As últimas semanas marcaram o retorno a cena de jovens voltados a barrar o aumento das passagens na capital paulista. Além da truculência policial como impulsionador de novas mobilizações (o que demonstra apego a valores democráticos), em parte, a multiplicação de protestos buscam articular demandas que de longe se limitam a questões de mobilidade urbana. O repertório político consiste, grosso modo, em duas dimensões: uma geral e outra particular.
Apesar de vivermos uma democracia que possui feição institucional participativa somada a um sistema político representativo consolidado, ambos com performance bastante razoável, conforme o mainstream da ciência política, há o sentimento na sociedade civil de “deformação” da política brasileira.
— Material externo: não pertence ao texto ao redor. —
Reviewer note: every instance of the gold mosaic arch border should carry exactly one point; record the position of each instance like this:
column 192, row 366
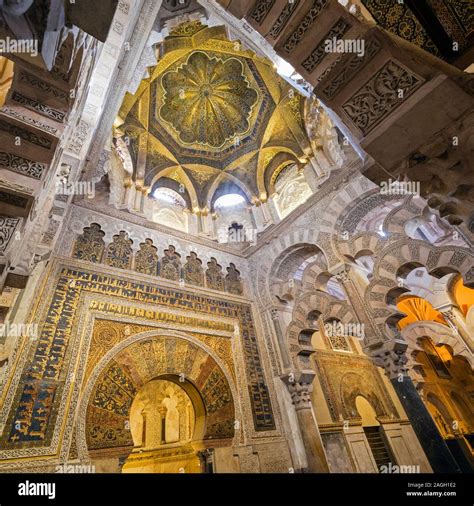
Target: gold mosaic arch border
column 86, row 395
column 53, row 450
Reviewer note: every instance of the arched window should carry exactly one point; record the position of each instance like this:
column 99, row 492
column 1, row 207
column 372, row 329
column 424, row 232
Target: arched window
column 169, row 209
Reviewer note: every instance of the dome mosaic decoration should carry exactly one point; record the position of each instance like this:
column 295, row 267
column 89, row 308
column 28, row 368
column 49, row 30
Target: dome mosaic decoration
column 210, row 112
column 208, row 100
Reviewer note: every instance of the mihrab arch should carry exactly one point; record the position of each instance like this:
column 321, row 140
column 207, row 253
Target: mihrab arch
column 114, row 383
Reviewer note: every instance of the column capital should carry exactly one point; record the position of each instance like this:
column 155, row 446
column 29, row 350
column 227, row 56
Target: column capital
column 391, row 356
column 342, row 272
column 300, row 387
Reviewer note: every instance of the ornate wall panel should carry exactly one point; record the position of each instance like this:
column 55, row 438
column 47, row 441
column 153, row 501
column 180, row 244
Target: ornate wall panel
column 381, row 95
column 343, row 378
column 41, row 391
column 145, row 360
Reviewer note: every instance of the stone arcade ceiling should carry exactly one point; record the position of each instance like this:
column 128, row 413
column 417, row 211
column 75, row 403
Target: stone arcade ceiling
column 211, row 112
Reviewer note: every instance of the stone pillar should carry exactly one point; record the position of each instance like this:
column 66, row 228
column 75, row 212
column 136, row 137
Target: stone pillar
column 391, row 356
column 300, row 391
column 162, row 411
column 456, row 321
column 312, row 176
column 282, row 343
column 271, row 210
column 356, row 299
column 206, row 459
column 258, row 215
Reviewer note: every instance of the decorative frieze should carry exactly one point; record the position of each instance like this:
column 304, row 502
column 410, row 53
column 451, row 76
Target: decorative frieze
column 283, row 18
column 22, row 165
column 39, row 107
column 349, row 68
column 306, row 23
column 319, row 52
column 384, row 92
column 7, row 228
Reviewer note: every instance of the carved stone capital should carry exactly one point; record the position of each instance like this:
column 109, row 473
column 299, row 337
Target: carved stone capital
column 342, row 273
column 300, row 387
column 391, row 356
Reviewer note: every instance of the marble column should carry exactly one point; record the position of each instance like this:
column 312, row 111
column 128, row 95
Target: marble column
column 282, row 342
column 354, row 294
column 391, row 356
column 311, row 175
column 300, row 392
column 453, row 315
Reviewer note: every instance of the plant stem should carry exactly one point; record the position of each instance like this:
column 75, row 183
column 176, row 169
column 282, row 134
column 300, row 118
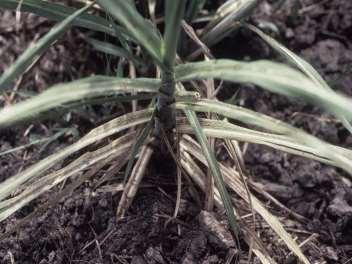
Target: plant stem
column 165, row 111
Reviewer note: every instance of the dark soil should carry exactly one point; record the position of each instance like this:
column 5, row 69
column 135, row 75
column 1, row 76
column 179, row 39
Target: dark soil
column 82, row 228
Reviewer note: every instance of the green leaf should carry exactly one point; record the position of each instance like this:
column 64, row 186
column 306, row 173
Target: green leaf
column 114, row 50
column 59, row 12
column 215, row 170
column 140, row 29
column 174, row 11
column 64, row 97
column 36, row 50
column 110, row 128
column 282, row 135
column 300, row 63
column 193, row 8
column 272, row 76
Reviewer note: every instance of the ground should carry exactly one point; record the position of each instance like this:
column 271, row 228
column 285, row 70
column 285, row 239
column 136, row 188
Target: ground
column 82, row 227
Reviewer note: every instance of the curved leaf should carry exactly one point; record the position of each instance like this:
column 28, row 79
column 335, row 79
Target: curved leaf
column 284, row 134
column 59, row 12
column 215, row 170
column 67, row 95
column 110, row 128
column 275, row 77
column 36, row 50
column 139, row 28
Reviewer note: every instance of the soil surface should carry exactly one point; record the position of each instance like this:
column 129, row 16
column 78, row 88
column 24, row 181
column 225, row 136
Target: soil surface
column 82, row 227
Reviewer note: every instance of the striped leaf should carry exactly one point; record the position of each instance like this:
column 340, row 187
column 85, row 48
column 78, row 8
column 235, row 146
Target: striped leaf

Corrupção, fragilidades no acesso à justiça, desigualdades, descaso com direitos (educação, segurança, saúde, etc.), são algumas das bandeiras bradadas nos protestos realizados. Este arsenal crítico de dimensão geral atinge a crença no sistema político que temos, mobilizando um sentimento de mudança.
A dimensão particular dos protestos articula-se com as agendas locais que melhor buscam se aproximar da capacidade de mobilização em pauta pelos atores políticos contextualizados. Ou seja, é possível que as mobilizações apresentem pautas distintas que prezem pela maior adesão.
O balanço entre estas duas dimensões nega a “apatia” da sociedade civil brasileira, ao mesmo tempo em que explicita novos atores que ultrapassam em parte as organizações rígidas de associação, dando fluidez a sujeitos que não precisam tanto de intermediários (sindicatos, movimentos sociais, etc.), embora os partidos políticos tenham importância na capacidade de organizar e “seduzir” ideologicamente, uma vez que a heterogeneidade do movimento abre espaço para discursos mais elaborados, ou seja, um projeto político viável de negação do status quo. Decerto, estes protestos adicionam novos elementos de análise a conjuntura política atual, mas dialogando com os desafios de compreender as raízes do Brasil do século XXI.
por Cláudio André de Souza, * Cláudio André de Souza é professor de Ciência Política da Universidade Católica do Salvador (Ucsal).